Scattered around the palace complex are statues of elephants, thought to represent independence and power. Thai kings went to battle atop elephants, and it is customary for parents to walk their children around an elephant three times to bring them strength. Thais rub the head of the elephant statues for good luck - many of them are worn smooth from the touch of millions.
We took a taxi back to our hotel - by this time it was late afternoon, and right in the thick of rush-hour! It took us about 45 minutes with the traffic. After a quick stop at the market, we crashed for the night.
January 18, 2006
We went to see the Reclining Buddha at Wat Po today. Wat PO was built by Rama I in the 16th century and is the oldest and largest Buddhist temple in Bangkok. The Buddha image is simply huge - more than 43m (140 ft.) long and 15m (50 ft.) high, and was built during the mid-19th century reign of Rama III. The statue itself is brick, covered with layers of plaster, and gold leaf (which is always flaking); the feet are inlaid with beautiful mother-of-pearl illustrations of 108 auspicious laksanas (characteristics) of the Buddha. All Buddhas in the reclining position are near death and are said to be passing into Nirvana. The posture symbolizes complete peace and detachment from the world.

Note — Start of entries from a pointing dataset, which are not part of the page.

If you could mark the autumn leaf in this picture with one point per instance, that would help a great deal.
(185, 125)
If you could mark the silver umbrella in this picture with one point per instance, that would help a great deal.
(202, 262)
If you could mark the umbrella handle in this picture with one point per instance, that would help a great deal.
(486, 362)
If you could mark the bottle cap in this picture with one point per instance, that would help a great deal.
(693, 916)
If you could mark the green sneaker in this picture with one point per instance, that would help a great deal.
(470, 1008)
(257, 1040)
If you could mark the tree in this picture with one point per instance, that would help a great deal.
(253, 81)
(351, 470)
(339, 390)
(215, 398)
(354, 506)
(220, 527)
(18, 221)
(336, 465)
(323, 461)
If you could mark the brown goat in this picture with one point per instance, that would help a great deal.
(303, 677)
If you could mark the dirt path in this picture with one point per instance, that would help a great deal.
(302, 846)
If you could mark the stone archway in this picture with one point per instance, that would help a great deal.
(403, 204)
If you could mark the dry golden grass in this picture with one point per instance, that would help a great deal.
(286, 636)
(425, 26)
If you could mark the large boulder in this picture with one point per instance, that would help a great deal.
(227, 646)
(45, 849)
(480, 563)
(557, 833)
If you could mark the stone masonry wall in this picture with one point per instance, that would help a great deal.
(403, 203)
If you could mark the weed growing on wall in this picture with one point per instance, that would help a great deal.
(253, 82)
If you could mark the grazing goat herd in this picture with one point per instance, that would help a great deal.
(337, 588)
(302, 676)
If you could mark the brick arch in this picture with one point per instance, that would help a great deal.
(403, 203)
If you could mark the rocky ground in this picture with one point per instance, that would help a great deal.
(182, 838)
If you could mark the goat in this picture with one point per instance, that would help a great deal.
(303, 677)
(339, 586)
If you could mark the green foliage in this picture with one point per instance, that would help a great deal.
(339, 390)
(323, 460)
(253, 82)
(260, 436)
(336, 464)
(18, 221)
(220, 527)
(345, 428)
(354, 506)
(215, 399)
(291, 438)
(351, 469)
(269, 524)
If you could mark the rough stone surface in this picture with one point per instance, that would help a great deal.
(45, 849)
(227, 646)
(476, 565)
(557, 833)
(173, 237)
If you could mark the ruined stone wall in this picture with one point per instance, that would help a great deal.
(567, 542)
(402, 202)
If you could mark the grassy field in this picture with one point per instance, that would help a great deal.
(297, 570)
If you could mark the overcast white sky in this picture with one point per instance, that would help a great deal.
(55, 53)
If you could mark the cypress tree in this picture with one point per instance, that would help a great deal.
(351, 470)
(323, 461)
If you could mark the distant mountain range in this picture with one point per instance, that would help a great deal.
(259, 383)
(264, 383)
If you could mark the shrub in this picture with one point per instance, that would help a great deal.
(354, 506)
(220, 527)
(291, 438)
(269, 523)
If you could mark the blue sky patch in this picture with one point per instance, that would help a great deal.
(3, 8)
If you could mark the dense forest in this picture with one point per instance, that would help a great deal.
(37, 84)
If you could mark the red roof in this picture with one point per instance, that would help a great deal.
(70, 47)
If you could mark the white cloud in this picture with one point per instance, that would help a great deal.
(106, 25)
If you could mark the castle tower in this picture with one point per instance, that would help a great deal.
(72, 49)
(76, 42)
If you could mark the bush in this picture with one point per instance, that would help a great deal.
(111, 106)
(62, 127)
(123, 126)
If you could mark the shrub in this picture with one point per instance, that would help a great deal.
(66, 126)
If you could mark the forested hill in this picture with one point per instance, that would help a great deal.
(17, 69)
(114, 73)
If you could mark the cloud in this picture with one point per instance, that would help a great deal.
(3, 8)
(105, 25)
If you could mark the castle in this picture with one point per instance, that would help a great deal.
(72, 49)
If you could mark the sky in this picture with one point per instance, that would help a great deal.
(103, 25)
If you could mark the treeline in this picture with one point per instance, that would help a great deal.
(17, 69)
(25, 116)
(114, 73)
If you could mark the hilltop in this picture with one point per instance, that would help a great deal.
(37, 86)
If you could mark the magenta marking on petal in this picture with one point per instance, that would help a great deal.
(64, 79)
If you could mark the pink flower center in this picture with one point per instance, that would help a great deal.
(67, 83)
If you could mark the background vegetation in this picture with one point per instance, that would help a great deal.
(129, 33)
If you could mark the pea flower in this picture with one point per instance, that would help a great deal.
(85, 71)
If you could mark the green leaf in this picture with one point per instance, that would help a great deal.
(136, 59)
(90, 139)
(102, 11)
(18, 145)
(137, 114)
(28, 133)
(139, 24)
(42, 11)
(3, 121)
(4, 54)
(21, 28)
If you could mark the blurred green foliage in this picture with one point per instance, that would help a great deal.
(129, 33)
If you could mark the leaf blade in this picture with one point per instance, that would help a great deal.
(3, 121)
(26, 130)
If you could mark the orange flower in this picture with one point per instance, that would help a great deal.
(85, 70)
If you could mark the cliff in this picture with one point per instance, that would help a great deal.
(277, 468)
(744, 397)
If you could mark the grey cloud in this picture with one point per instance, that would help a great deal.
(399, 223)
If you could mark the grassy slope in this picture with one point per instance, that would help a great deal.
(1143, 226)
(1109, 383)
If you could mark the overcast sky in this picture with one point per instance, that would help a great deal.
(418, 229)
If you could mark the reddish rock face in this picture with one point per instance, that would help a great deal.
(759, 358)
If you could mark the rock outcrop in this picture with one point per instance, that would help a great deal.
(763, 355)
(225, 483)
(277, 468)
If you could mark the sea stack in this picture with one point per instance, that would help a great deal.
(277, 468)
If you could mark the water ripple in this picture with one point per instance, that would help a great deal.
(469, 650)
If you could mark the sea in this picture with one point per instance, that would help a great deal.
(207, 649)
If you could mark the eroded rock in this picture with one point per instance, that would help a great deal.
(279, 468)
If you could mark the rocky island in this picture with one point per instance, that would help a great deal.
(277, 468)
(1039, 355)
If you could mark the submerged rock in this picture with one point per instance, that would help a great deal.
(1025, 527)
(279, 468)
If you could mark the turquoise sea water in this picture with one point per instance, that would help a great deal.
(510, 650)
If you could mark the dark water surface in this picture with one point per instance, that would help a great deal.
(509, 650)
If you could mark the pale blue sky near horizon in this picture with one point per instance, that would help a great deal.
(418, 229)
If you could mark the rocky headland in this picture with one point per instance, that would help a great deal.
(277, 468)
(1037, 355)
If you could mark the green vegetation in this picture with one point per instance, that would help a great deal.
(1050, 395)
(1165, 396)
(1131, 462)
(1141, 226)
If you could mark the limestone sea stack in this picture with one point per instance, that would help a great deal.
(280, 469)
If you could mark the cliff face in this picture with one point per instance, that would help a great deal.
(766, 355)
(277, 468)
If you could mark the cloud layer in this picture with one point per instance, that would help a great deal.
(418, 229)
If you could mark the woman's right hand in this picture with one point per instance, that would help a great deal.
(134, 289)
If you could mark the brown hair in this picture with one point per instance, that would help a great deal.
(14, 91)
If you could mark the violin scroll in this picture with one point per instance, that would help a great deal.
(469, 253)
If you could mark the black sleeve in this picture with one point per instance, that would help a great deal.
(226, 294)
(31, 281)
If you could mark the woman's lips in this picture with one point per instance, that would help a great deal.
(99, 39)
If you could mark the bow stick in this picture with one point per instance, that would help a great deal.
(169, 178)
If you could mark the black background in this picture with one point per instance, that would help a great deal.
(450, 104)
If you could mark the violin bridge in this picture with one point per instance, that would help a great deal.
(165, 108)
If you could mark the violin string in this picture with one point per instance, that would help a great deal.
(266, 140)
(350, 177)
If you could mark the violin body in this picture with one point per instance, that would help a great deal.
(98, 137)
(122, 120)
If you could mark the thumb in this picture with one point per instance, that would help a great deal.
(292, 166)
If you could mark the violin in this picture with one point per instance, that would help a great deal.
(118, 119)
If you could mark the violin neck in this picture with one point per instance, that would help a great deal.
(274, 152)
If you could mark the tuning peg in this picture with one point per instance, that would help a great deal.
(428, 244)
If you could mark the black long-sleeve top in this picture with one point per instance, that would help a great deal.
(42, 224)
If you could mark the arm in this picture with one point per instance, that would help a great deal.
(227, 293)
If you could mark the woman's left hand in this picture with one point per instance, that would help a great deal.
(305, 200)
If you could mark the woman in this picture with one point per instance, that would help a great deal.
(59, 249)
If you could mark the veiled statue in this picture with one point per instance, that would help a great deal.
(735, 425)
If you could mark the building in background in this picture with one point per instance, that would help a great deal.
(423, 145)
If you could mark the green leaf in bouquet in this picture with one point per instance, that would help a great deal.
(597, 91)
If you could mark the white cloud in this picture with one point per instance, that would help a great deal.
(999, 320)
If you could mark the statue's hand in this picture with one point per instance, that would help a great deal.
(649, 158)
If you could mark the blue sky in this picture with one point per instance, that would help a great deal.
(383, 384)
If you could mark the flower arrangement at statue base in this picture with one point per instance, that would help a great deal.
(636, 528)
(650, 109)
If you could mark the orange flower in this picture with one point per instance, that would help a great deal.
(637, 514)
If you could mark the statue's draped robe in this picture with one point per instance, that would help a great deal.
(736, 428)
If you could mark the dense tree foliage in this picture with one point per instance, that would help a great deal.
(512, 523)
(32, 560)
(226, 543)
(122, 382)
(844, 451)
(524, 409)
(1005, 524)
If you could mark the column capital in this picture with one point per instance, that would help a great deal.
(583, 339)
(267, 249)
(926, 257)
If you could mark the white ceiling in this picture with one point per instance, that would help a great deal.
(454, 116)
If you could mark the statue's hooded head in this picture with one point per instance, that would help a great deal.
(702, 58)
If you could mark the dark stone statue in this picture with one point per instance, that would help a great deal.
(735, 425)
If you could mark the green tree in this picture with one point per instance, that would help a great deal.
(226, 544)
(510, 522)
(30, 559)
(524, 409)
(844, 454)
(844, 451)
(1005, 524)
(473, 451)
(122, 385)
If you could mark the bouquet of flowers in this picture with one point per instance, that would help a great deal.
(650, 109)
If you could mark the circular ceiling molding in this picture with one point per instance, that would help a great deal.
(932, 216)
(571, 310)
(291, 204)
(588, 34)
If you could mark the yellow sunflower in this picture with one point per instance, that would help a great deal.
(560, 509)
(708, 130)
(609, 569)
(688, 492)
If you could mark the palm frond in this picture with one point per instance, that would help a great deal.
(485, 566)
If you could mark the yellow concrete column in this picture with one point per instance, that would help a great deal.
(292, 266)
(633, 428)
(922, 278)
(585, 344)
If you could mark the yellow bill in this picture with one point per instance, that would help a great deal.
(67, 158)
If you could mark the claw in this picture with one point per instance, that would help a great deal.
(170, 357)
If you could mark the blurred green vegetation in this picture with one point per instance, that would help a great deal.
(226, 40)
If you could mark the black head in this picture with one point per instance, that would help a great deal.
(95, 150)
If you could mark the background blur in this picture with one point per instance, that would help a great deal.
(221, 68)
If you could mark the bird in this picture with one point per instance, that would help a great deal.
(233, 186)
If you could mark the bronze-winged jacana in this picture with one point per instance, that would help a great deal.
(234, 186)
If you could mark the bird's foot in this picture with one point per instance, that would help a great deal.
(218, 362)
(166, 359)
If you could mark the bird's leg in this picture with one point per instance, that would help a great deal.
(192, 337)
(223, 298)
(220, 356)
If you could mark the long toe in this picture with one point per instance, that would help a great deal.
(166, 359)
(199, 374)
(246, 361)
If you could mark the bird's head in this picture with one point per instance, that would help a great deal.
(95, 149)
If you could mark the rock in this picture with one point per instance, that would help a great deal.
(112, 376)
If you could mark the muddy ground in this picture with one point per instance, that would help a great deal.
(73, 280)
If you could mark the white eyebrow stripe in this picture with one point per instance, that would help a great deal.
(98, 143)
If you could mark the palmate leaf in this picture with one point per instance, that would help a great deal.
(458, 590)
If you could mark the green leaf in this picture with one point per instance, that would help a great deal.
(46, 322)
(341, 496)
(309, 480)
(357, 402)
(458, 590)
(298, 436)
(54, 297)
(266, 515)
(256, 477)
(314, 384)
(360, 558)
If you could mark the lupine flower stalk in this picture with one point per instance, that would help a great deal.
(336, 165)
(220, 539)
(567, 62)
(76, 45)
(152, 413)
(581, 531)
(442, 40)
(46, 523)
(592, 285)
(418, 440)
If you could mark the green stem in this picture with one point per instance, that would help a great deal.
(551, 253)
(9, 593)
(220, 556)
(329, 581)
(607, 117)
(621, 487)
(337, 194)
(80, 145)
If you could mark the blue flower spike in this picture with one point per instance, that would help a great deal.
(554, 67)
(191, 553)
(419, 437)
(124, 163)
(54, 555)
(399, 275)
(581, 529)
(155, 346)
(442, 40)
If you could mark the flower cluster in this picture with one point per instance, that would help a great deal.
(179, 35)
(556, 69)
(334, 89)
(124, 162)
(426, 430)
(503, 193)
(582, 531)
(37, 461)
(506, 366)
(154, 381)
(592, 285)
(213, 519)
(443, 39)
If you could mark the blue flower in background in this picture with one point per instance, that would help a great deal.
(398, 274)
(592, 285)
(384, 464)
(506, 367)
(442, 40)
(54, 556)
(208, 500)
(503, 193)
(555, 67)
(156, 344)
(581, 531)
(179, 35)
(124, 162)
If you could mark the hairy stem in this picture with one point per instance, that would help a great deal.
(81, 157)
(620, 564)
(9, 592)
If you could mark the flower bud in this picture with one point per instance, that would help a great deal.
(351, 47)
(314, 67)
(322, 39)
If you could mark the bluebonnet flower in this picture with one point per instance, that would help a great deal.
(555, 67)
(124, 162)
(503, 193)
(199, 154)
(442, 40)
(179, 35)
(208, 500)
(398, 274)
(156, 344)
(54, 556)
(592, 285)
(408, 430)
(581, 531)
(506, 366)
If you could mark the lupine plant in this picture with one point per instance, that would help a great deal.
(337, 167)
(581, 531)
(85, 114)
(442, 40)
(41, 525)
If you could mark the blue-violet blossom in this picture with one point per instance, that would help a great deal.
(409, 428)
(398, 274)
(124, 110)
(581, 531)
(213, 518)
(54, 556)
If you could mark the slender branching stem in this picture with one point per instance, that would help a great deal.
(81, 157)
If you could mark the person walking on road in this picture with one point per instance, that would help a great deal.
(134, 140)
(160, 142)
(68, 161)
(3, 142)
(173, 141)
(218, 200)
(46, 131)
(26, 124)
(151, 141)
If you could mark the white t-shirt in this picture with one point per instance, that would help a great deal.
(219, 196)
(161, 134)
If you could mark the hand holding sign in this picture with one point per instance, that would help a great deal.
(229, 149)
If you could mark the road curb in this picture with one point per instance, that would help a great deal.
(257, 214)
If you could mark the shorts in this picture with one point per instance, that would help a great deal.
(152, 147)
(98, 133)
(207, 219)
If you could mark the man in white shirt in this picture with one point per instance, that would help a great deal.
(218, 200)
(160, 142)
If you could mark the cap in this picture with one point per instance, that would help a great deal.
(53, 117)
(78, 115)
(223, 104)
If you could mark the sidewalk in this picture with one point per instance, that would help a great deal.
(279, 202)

The posture actually reminds me of a quote that I saw recently in my friend,
Nancy Russell's office. "Life's journey is not to arrive at the grave
safely in a well preserved body, but rather to skid in sideways, totally worn
out, shouting ... "Holy shit - what a ride!" This is what I think
the Buddha is saying!
Wat PO is also home to the leading school for Thai massage in the country. I decided to treat myself to this fully-clothed massage, which is touted as a yoga therapy that combines rhythmic massage, acupressure, gentle twisting, deep stretching and meditation. Unfortunately, the waiting time was over 30 minutes and I just didn't have the patience. Next time!
January 19, 2006 and January 20, 2006
We took a couple of rest days to just sit by the pool and enjoy the hotel's amenities, including the saunas. We also walked up to the Cathay Pacific ticket office, which is conveniently located just up the street. It's not very exciting, but sometimes, we need not very exciting!